One of the worst hit by the storm — at least among the select group of dealers currently talking to the press — is Feuer. At the peak of the flood, waters reached about five feet inside the gallery, he said. Almost all of the work in his current exhibition, “Kate Levant: Closure of Jaw,” has been destroyed. “So far that’s the biggest disappointment,” he told ARTINFO by phone. “The show just opened and I’d be very surprised if any of that work is restorable. They are works on paper and they got wet, beat up, and the tables they were stored in banged into walls.”

Tomorrow, Feuer and his staff will return to the gallery, located at 548 West 22nd Street, to break open the warped-shut door to the back room where much of his inventory is stored. “A lot of our storage racks are built higher than five feet, so I’m hoping they didn’t get washed away,” he said. Still, part of the wall between Feuer’s gallery and its neighbor, CRG Gallery, was torn apart during the storm. “I’m worried because if the water can wash away walls, it can also probably wash away storage racks,” he said. “But we’ll see tomorrow.”

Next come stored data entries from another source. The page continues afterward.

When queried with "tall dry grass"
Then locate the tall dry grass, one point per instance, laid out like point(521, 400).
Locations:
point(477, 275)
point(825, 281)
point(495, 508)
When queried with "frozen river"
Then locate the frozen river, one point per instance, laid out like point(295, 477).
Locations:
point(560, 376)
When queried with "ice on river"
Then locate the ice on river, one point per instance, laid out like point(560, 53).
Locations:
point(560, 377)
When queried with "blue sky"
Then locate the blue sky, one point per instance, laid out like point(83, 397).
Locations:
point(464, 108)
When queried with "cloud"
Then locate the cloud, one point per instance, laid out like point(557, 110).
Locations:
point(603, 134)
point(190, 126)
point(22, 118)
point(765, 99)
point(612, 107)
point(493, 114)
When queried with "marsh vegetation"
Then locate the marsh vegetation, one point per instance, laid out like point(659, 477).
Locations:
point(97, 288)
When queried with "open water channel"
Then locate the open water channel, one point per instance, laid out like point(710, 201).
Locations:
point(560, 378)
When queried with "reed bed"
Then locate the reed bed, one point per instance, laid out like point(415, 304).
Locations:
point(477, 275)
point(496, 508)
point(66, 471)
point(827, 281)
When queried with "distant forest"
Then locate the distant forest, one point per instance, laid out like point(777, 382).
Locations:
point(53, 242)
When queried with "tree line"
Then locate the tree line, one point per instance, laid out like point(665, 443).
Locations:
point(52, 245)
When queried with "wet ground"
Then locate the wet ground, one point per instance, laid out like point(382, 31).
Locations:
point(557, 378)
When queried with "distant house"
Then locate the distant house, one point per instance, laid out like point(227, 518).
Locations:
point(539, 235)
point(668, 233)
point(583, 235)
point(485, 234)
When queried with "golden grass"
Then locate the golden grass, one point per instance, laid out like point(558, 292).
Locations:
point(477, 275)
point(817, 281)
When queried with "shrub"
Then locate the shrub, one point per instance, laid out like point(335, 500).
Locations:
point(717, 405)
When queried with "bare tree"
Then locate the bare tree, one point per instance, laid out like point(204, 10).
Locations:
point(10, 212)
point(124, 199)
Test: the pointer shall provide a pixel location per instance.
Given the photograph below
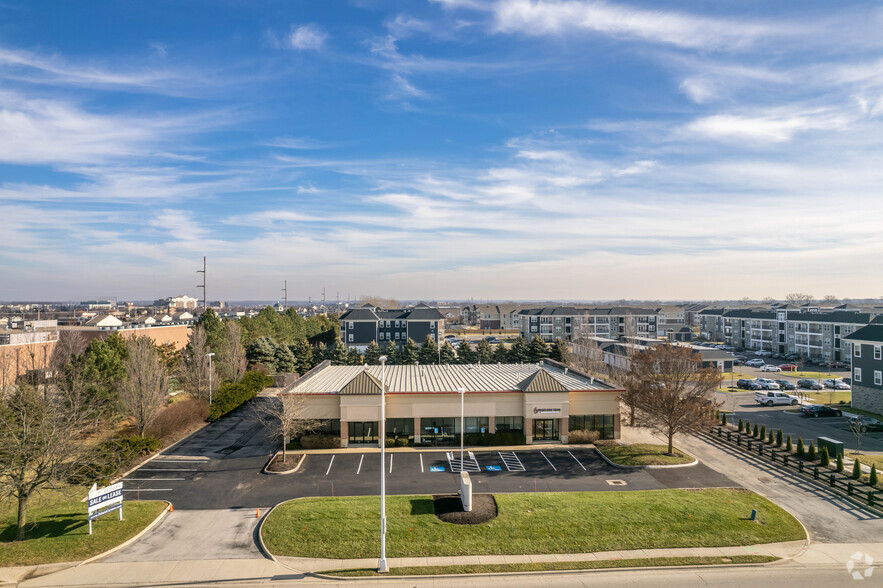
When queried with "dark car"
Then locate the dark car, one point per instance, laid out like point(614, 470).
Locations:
point(819, 410)
point(810, 384)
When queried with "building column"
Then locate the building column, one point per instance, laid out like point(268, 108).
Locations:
point(344, 433)
point(417, 430)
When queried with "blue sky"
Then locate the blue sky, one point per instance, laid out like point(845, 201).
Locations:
point(441, 149)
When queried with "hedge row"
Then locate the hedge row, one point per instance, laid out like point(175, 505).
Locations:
point(231, 395)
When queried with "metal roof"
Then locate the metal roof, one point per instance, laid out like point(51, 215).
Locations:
point(418, 379)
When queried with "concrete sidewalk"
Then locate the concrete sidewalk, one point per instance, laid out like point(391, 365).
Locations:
point(788, 549)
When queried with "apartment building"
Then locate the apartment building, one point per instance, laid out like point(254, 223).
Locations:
point(568, 323)
point(360, 326)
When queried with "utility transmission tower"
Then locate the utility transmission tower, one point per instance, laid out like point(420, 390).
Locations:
point(204, 296)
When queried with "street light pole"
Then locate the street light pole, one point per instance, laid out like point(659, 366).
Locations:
point(209, 356)
point(462, 392)
point(382, 566)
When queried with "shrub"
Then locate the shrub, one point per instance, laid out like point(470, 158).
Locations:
point(178, 417)
point(319, 442)
point(579, 436)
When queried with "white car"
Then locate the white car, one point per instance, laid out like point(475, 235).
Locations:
point(768, 384)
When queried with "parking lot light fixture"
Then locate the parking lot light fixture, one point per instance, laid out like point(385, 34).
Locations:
point(382, 566)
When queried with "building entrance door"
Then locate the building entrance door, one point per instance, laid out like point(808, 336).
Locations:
point(545, 429)
point(363, 432)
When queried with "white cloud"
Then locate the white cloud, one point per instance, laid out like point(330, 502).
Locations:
point(308, 37)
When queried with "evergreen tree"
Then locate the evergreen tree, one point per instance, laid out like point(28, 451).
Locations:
point(372, 354)
point(537, 350)
point(353, 357)
point(465, 353)
point(303, 355)
point(337, 353)
point(393, 357)
point(284, 360)
point(558, 351)
point(262, 351)
point(410, 352)
point(519, 352)
point(501, 354)
point(447, 353)
point(428, 353)
point(485, 353)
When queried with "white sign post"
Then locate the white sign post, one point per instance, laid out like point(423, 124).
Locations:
point(105, 500)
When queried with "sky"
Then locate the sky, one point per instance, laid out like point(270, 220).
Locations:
point(441, 149)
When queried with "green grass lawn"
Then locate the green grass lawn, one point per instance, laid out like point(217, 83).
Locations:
point(558, 565)
point(59, 529)
point(643, 454)
point(536, 523)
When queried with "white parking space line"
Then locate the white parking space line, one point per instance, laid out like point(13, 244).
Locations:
point(576, 460)
point(511, 461)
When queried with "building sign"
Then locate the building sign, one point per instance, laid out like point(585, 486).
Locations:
point(105, 500)
point(538, 410)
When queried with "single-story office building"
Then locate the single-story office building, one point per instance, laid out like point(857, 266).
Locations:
point(544, 401)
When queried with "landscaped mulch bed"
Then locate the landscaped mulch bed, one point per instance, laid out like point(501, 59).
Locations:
point(449, 508)
point(277, 465)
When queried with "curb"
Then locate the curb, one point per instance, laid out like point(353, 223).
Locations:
point(285, 473)
point(132, 539)
point(647, 467)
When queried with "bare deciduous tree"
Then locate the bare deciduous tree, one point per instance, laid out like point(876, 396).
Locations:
point(41, 445)
point(285, 417)
point(193, 369)
point(676, 391)
point(146, 389)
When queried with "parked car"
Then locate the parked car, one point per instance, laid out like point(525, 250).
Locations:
point(836, 384)
point(809, 384)
point(819, 410)
point(771, 398)
point(767, 384)
point(866, 423)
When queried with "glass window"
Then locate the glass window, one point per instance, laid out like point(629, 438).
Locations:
point(509, 424)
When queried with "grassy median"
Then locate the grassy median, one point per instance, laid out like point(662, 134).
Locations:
point(534, 523)
point(641, 454)
point(58, 529)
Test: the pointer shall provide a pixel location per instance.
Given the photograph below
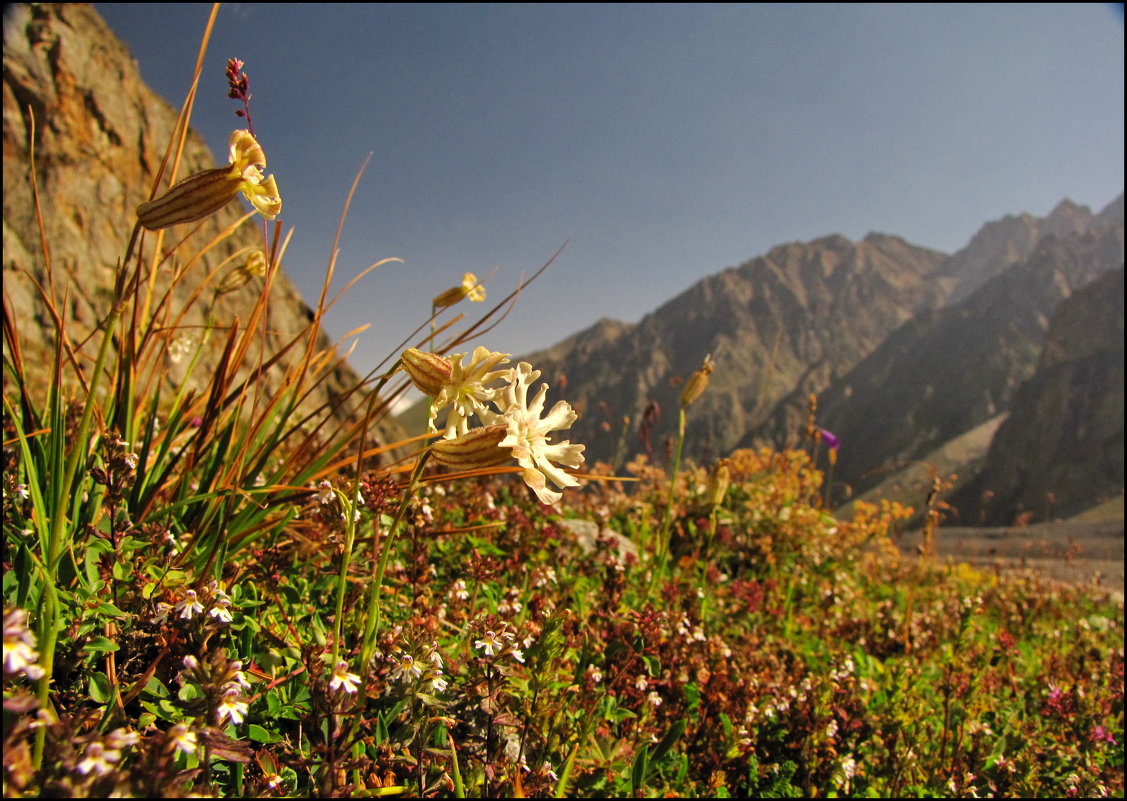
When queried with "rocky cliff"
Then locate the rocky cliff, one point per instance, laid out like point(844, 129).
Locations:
point(906, 348)
point(951, 370)
point(99, 138)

Some other Chelsea dealers fared better. A representative from Paul Kasmin on 27th Street told ARTINFO that the gallery flooded a bit, but that all art had been taken out of harm’s way well beforehand. Leila Heller Gallery, located at the corner of 11th Avenue and 25th Street, miraculously survived the storm relatively unscathed. “We have no electricity, but thank god, there was no flooding in the gallery,” Heller said. Though the basement of the building flooded, gallery staff had moved all delicate art to the back of the gallery on the second floor, which remained dry. She said the maintenance crew slept in the building and called her every two hours.

Down in SoHo, some dealers are preparing for upcoming exhibitions in the dark. Zesty Meyers, of R 20th Century on Franklin Street, says his staff is gathering at the gallery’s warehouse in Brooklyn tomorrow to continue preparing for its exhibitions of Los Angeles-based designer David Wiseman, slated to open on November 13, and a group show opening on the 17th. “If we could get our now-iconic, first-ever Verner Panton exhibition installed during the days after September 11th, which helped bring so much joy and escapism for the people from the smell and everything else happening, I do not see why we can’t pull off the shows we have in the next two weeks,” Meyers told ARTINFO via e-mail.

Once dealers have dealt with the immediate aftermath of the hurricane, they’ll be left with another unwanted side effect: increased insurance premiums. (Over Twitter, dealer Lisa Schroeder noted that though her gallery has insurance for $500,000, many other galleries do not insure art, though most have liability and short-term travel insurance.) “If you constantly have to declare flooding, that’s going to increase your insurance,” said Heller. Feuer seconded this sentiment, “I’m sure premiums are going to go through the roof.”